Saint Gregory the Great, in his Dialogues (IV, 12) and Homiliae in Evangelium, speaks of a bishop of Narni named Juvenal, and describes him as a martyr. The title of martyr, though, was sometimes given to bishops who did not necessarily die for their faith. Gregory also mentions a sepulcher associated with Juvenal at Narni.

==Veneration==
The Gelasian Sacramentary has a prayer in honor of the saint under May 3. The Codex Bernense of the Martyrologium Hieronymianum records his name under May 3 with those of three martyrs of the Via Nomentana: Eventius, Alexander I, and Theodulus.

Saint Juvenal appears, not as a martyr, but as a bishop and confessor, in the Tridentine calendar, which allots him a commemoration shared with these three martyrs within the feast of the Finding of the Cross on May 3. When this feast was abolished in 1960, the four saints continued to be merely commemorated jointly within the celebration of the weekday. The same day continues to be Saint Juvenal's feast day, as indicated in the Roman Martyrology, but since 1969, he is no longer included in the General Roman Calendar.

His legend suggests that he saved Narni from both Ligurian and Sarmatian invaders by calling down a divine thunderstorm.

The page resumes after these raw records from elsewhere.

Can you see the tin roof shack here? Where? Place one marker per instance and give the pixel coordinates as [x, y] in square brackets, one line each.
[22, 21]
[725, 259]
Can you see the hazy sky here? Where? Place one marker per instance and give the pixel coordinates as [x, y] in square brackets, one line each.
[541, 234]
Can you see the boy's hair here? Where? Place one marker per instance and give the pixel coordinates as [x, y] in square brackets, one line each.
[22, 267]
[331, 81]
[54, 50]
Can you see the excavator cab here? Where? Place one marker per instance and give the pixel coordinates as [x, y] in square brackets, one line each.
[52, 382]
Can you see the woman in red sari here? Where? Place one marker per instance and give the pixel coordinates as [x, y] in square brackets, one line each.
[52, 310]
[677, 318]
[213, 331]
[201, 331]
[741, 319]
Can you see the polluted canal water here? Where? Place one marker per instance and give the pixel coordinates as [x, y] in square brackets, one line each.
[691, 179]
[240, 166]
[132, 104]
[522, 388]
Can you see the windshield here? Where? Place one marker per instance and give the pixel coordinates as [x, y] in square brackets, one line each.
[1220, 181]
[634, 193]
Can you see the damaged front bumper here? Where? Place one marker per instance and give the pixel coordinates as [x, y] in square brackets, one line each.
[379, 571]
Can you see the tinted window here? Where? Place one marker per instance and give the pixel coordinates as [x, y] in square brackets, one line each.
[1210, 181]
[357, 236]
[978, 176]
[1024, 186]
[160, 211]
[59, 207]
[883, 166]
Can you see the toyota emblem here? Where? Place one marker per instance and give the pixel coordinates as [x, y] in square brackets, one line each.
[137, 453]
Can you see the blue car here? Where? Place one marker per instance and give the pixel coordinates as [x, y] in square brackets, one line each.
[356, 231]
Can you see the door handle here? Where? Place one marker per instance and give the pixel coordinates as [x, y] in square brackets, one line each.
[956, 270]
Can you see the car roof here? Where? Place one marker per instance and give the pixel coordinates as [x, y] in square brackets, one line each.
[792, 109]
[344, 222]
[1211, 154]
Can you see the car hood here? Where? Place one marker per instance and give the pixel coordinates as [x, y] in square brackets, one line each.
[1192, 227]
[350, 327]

The construction of Juvenal's sepulcher in Narni is attributed to his alleged successor, St. Maximus (d. 416 AD).
The author of the Life of Pope Vigilius (sixth century) in the Liber Pontificalis states that a monastery founded by Belisarius near Orte was dedicated to Juvenal.
In 878, Juvenal's relics were taken to the Basilica di San Frediano in Lucca with those of Saints Cassius and Cassius' wife Fausta by Adalbert, Margrave of Tuscany, but all of the relics were returned to Narni two years later. The relics of Saint Cassius were built in a restored shrine later known as the Sacello di San Cassio. Juvenal's relics are said to have been hidden.

Fossano claims Juvenal as a patron and also claims to hold some of his relics, though these may belong to another saint of the same name.